The mechanic in Grandville, Michigan who caused a national uproar over his post on Facebook saying he would refuse to provide service to openly gay people, or if he did provide such service, would half-ass the job so as to potentially lead to injury or a fatality, has more than just a hate of LGBT people. He apparently hates rules in general.
Exhibit A in Klawiter’s checkered relationship with the rules that make society functional is his apparent conviction in 1999 for assault.
He was charged in Grand Rapids Circuit Court for the charge in 1998, and convicted in 1999, according to online records. He was sentenced to probation. Of course, those pesky rules he was subjected to on probation were a bridge too far for him — he was convicted of violating his probation in March of 2001 and ordered to work release jail time for 15 days. He paid the courts $490 in costs and fees for his assault conviction.
Note: Those who are tempted to do the ill-advised and try to get some “street justice” would be best served by recognizing this man has acted violently in the past and could do so in the future.
Exhibit B in Klawiter’s hate of the rules is his apparent fight with the city of Grandville. Seems the man who does God’s work thinks he is not obligated like every other business in Grandville to register his business. If he doesn’t register his business, Klawiter could face a $50 fine, city officials told MLive. But don’t expect that to happen soon, as officials are waiting for the social media storm to subside.
As a sidenote, Klawiter’s Facebook declaration may result in Grandville adopting a comprehensive human rights ordinance. Grandville Mayor Steve Maas tells Mlive he’s not sure such an action would be supported by the town.
“That would surprise me if that (had no opposition) in Grandville,” Maas said. “We had a lively, vigorous debate about whether the library should be open for a bit on Sunday,” Maas told the online news outlet. “I don’t think it would be bad to have a discussion about it. It’s a discussion that every municipality is going to be having eventually, unless the state decides the issue (by amending the civil rights law).”

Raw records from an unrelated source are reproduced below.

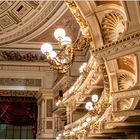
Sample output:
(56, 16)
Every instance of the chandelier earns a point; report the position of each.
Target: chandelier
(62, 60)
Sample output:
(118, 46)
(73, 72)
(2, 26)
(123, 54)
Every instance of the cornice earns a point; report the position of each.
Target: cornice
(124, 46)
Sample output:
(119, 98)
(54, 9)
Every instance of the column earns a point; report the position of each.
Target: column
(45, 115)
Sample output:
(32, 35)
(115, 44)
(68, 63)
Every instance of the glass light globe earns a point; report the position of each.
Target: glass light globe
(71, 133)
(59, 33)
(59, 135)
(66, 41)
(84, 124)
(89, 106)
(46, 47)
(84, 64)
(88, 119)
(57, 138)
(74, 129)
(94, 98)
(53, 54)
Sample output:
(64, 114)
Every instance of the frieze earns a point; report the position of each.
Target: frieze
(115, 49)
(131, 93)
(21, 93)
(20, 82)
(21, 56)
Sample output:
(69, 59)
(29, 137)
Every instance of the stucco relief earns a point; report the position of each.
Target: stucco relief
(113, 26)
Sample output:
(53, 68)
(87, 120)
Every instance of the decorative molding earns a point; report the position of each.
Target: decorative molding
(118, 48)
(125, 81)
(24, 56)
(113, 26)
(19, 93)
(130, 93)
(20, 82)
(49, 106)
(42, 13)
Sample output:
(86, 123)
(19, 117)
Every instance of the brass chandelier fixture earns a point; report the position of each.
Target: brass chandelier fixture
(63, 60)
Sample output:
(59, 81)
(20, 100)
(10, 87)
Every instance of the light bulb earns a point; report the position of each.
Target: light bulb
(94, 98)
(59, 135)
(84, 124)
(66, 41)
(89, 106)
(46, 47)
(74, 129)
(84, 64)
(53, 54)
(71, 133)
(57, 138)
(88, 119)
(59, 33)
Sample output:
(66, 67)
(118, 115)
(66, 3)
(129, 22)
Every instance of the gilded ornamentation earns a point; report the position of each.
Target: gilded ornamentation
(80, 19)
(21, 56)
(113, 26)
(125, 81)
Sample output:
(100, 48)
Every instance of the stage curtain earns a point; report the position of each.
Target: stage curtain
(19, 111)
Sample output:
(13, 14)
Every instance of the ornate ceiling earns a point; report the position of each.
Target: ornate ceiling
(21, 21)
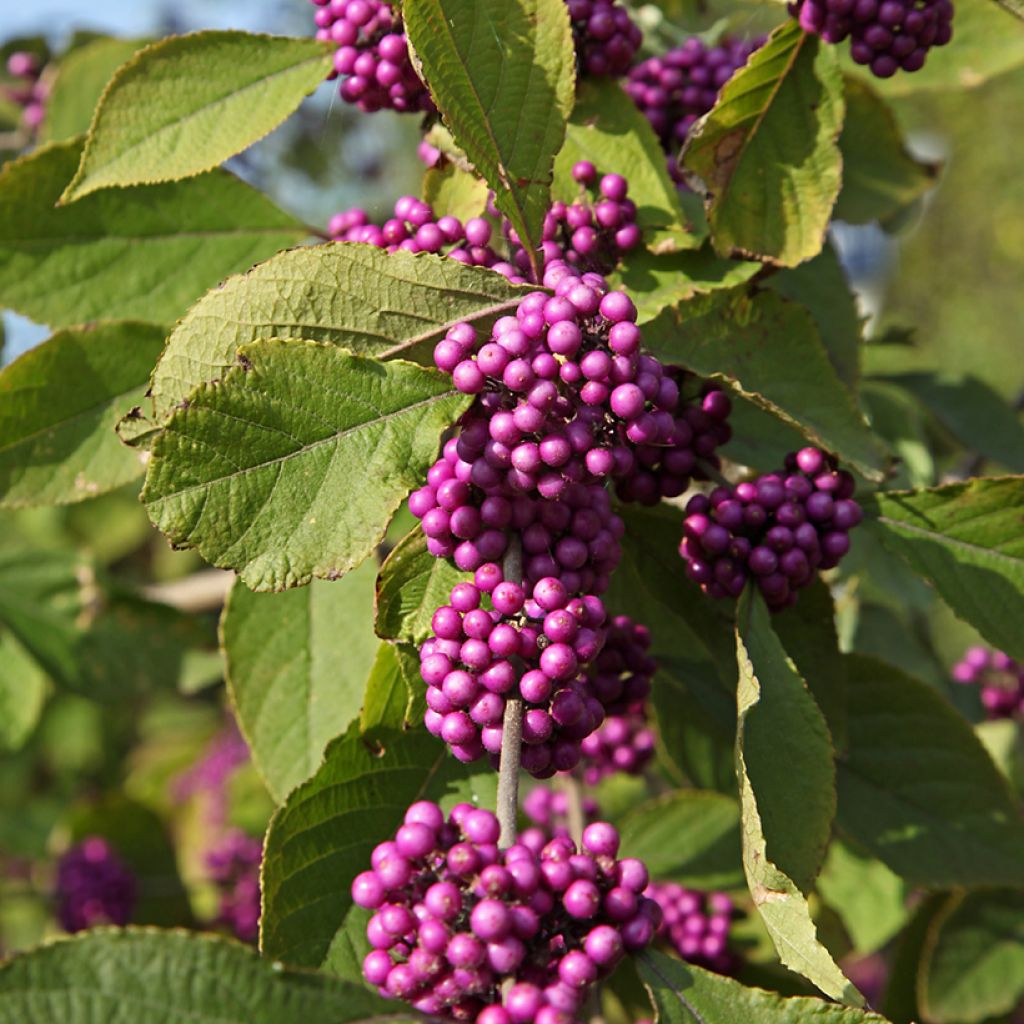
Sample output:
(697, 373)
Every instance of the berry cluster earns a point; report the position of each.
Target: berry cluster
(372, 55)
(696, 925)
(1000, 679)
(621, 678)
(605, 37)
(28, 92)
(93, 887)
(778, 529)
(675, 89)
(467, 932)
(233, 867)
(591, 233)
(885, 35)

Maas told the outlet he thinks a move to adopt such a law should be citizen initiated. That sounds like a huge invitation to Grandville’s progressive residents to throw caution to the wind and start advocating for such a law for economic reasons as well as common human decency.
Of course, Klawiter might end up without two quarters to rub together if things continue the way they are. Progress Michigan on Thursday called for a boycott of his business.
“Discriminating against people because of who they are or whom they love is wrong — period. That’s true no matter what industry we are talking about. It’s time that people start taking action not only with their votes and voices, but with their wallets,” said Lonnie Scott, executive director of Progress Michigan. “We need to show both lawmakers and business owners that intolerance will not be welcome in our state. In the same way that this business owner shouldn’t be threatening the LGBT community with refusal of service, we discourage people from threatening the business owner for his beliefs. Instead, we would encourage everyone who supports the LGBT community to show their solidarity by doing business at another establishment.”
And Fortune 500 company Cummins is not having Klawiter’s attitude either. Klawiter’s business website includes a logo from the company, and the company announced on social media yesterday it is taking action to have Klawiter remove it.
“At Cummins, diversity is a core value. We strive to ensure all individuals are treated with dignity and respect throughout the company and in the communities where we are located. Cummins understands diversity creates stronger and more competitive work environments. Additionally, welcoming and inclusive communities help attract and retain top talent,” Cummins officials wrote on their Facebook page according to Mlive.com. “Cummins has a long history of standing up for what is right, even in the face of adversity. Our leaders championed civil rights in the 1960s, took a stand against apartheid in the 1980s and in 2000 began offering domestic partner benefits to our employees, despite opposition in our community. We have also opposed efforts that were against marriage equality in Indiana, Minnesota and at the federal level. And this year, we opposed the Religious Freedom Restoration Act in Indiana. These measures run counter to our values and undermine our ideals of respecting diversity and demanding that we treat each other with mutual respect.”